Despite much of Basel being flattened thanks to an earthquake in 1356, large parts of the old town remain – the City Hall (Rathaus) dates back to the 1300s, the first bridge over the Rhine was constructed in 1225, and the Munster Cathedral was built in 1019. Each a stunning landmark amongst the streets of real life gingerbread houses and cobbled market places.

Basel also has a more contemporary edge to it. Its recent role as one of the host cities in the 2008 European Football Championships saw further investment in the city’s already-excellent public transport and shopping facilities.

Holiday essentials - shopping and food

Globus is a department store just off the main square, which will makes Selfridges look like a corner shop. As for somewhere to stay, I chose a night at the Hotel Bildungszentrum. To find anything much cheaper, you may have to venture out of town. The city’s streets have plenty of bars, cafes and restaurants, and you will be sure to find what you’re after; not wanting to seem like too much of a tourist, I went for fondue at the relatively central Restaurant zum Alten Stockli and dipped breads and meats for many hours, all for the equivalent of about £4. For a more special occasion track down Restaurant Hasenburg in the Old Town – great food and one of the few restaurants in the city that offers a non-smoking section kept separate by more than a pot plant.

Party time

Visit Basel at the right time of year and you will see the normally serene streets transformed by the annual Fasnacht carnival. Beginning at exactly 4am on the first Monday after Ash Wednesday, Fasnacht is both a celebration of local traditions and a display of satire directed at political figureheads old and new. Streams of floats, marching bands and performing artists continually move along the route and are met by thousands of spectators.

Every participant wears a mask, a grotesque exaggeration of human faces by way of poking fun at those initially being rebelled against. I confess however, that the background I have provided to this event is a little vague. The locals I spoke to struggled to give me any real reason for the event and even the Official Basler Fasnacht website simply advises you ‘go with the flow and don’t take it too seriously’. Which, I have to say, is a superb recommendation.

Christmas treats

Another seasonal celebration you should coincide your visit with is Christmas. This might seem like a bit of a cheat, as you would imagine any city in the Christian world would take on a new lease of life at that time of year. However, Basel becomes especially beautiful. I struggle to believe you will find a better Christmas market anywhere, so get a warm mug of gluhwein, wrap up warm and stroll round the maze of medieval streets.

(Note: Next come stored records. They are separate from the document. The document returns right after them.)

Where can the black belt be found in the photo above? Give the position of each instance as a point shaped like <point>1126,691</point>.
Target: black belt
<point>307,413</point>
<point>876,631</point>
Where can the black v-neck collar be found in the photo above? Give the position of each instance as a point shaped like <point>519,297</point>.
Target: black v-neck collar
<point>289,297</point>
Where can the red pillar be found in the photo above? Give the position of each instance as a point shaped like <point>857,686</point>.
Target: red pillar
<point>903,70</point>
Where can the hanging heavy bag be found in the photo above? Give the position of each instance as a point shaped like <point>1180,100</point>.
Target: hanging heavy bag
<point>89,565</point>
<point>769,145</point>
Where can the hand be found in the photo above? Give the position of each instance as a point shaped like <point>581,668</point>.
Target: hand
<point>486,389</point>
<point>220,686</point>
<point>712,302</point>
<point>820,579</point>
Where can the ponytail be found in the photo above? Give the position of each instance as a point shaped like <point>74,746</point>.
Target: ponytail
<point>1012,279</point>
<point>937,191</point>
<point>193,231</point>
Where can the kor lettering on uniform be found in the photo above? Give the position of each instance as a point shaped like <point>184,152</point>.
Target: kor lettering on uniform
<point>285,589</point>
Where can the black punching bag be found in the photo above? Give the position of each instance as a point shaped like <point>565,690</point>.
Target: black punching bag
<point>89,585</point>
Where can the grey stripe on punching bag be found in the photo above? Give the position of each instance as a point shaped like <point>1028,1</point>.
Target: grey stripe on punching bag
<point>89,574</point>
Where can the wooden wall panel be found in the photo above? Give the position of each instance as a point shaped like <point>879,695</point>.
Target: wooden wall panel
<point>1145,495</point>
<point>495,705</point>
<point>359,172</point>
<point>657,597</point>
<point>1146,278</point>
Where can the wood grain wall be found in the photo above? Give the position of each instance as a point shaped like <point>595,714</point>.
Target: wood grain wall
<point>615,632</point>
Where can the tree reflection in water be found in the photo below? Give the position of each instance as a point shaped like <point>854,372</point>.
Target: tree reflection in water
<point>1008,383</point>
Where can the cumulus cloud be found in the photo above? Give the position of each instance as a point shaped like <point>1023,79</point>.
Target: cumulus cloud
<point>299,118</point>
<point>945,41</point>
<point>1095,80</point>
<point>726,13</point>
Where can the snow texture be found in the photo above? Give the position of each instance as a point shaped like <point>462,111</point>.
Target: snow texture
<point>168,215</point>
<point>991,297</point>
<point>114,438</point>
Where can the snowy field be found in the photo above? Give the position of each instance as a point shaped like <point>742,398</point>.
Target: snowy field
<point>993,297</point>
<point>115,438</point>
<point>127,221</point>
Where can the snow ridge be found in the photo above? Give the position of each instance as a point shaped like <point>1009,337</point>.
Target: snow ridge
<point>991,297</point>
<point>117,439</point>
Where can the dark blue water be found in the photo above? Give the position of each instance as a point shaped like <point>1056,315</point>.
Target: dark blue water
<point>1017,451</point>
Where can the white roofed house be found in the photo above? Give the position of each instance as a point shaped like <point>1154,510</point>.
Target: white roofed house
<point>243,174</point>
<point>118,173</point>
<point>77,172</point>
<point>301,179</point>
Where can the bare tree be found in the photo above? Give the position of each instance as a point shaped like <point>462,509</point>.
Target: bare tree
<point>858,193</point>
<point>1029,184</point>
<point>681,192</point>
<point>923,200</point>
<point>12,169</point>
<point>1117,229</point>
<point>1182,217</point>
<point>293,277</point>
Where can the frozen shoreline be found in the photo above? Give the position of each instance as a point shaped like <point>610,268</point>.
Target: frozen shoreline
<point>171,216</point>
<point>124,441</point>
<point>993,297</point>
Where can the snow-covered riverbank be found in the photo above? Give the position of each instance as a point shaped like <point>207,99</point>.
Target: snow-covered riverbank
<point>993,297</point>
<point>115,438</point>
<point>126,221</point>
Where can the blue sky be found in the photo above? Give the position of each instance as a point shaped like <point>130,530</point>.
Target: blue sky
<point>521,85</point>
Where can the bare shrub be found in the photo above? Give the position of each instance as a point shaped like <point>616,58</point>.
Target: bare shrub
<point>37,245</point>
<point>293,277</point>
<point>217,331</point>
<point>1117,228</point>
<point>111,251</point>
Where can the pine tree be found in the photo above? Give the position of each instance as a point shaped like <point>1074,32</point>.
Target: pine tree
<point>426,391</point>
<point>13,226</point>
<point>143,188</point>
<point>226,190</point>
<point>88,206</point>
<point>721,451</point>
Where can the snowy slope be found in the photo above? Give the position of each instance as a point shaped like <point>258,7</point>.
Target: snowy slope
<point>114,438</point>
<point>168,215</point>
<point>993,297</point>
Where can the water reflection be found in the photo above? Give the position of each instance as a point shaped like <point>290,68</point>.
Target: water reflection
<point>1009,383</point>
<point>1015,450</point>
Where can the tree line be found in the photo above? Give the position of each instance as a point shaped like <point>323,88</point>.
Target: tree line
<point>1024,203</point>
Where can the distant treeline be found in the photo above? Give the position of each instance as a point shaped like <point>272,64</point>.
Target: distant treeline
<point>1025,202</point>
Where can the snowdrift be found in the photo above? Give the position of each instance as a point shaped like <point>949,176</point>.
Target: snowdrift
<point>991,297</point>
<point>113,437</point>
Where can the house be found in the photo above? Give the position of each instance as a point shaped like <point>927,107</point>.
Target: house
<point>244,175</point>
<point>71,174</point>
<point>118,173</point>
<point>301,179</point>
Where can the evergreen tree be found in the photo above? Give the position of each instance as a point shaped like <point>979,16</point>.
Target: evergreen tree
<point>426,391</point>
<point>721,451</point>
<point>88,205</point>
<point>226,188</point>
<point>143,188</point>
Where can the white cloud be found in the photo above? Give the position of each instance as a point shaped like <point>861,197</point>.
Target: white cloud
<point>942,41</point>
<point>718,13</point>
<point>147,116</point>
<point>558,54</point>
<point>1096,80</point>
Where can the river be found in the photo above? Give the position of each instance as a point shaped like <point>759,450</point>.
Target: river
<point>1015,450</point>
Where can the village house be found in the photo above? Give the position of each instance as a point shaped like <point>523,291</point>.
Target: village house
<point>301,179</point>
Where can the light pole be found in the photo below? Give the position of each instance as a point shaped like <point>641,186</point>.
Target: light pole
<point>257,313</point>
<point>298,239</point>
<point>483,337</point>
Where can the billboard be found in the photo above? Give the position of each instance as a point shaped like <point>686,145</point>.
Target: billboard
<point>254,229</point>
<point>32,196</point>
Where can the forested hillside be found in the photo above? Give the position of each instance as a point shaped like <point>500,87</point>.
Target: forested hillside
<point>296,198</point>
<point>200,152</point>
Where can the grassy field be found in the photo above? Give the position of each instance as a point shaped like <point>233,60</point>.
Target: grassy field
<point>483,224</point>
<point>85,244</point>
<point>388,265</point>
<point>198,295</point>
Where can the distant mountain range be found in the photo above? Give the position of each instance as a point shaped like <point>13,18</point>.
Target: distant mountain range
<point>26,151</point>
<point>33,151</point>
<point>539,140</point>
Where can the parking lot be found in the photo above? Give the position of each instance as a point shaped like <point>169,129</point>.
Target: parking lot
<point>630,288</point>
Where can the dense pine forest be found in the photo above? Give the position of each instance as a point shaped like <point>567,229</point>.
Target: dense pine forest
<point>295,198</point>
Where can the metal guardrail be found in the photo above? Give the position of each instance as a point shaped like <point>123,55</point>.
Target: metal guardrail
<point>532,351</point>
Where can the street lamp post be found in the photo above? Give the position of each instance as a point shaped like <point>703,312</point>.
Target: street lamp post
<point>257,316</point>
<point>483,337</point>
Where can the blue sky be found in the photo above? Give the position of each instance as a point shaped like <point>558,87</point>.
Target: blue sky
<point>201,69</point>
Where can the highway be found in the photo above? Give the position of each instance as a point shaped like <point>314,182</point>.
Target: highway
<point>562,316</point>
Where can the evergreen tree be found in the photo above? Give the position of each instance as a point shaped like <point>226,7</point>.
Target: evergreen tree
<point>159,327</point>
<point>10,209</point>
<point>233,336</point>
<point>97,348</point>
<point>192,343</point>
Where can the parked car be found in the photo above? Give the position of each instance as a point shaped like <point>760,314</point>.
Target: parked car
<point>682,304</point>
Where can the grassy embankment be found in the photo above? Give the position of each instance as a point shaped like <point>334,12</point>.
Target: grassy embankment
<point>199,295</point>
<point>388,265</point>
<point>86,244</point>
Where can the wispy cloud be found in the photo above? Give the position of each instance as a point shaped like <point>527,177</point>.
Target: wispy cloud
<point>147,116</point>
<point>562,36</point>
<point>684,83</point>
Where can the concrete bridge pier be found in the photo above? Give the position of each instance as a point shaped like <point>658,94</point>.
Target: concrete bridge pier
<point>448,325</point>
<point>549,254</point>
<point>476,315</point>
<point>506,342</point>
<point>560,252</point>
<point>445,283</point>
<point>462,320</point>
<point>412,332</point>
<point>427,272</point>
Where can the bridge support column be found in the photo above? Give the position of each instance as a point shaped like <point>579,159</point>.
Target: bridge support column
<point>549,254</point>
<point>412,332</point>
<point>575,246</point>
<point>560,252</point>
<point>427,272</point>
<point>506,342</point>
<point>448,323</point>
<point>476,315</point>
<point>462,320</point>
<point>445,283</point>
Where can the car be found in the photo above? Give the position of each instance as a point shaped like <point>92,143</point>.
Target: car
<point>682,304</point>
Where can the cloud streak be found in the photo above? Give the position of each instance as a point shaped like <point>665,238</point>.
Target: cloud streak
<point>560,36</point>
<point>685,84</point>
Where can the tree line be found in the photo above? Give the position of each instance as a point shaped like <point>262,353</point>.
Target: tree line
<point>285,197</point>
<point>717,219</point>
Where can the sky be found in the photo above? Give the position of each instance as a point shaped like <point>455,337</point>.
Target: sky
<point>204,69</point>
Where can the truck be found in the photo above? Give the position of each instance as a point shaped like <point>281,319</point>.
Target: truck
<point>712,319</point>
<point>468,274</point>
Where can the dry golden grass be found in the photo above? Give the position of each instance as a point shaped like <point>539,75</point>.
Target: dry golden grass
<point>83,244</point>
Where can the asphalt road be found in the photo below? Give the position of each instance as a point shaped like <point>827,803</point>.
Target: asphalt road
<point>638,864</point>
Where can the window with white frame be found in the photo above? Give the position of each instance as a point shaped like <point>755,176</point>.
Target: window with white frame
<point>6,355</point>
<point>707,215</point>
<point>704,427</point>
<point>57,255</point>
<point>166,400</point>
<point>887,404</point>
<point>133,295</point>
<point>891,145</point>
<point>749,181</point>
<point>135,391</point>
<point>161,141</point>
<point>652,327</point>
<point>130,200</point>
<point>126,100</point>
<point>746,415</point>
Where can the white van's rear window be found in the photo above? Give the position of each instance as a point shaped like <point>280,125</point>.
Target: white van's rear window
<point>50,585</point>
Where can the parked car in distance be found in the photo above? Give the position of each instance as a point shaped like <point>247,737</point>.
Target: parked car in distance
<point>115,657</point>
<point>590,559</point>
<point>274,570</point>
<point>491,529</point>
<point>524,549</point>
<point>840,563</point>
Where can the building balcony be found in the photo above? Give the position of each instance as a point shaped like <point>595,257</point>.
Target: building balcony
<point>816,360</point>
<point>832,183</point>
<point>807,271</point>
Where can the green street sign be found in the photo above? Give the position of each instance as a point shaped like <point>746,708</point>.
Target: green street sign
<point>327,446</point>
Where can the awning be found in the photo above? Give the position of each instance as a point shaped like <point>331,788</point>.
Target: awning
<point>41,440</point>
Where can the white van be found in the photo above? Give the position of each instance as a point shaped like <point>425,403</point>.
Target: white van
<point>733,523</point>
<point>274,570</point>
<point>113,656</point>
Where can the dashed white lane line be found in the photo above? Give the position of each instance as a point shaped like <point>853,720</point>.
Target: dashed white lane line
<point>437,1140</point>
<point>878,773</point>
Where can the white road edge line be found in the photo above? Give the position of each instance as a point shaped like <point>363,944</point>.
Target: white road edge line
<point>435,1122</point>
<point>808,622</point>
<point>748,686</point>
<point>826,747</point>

As a final point, you may need to buy a phrase book. I thought my combination of GCSE French and German would get me by. Not the case, as Basel is very much a Swiss-German speaking city and to make it even less easy for you, the city has even developed its own unique dialect known as ‘Basel German’. I however like that fact that not everybody in shops and bars goes out of their way to speak English for tourists. That makes it far less likely that Basel will become another Amsterdam or Barcelona with a stag do on every corner.

Fortunately Mulhouse is nice too, just in case you take the wrong turn at baggage reclaim.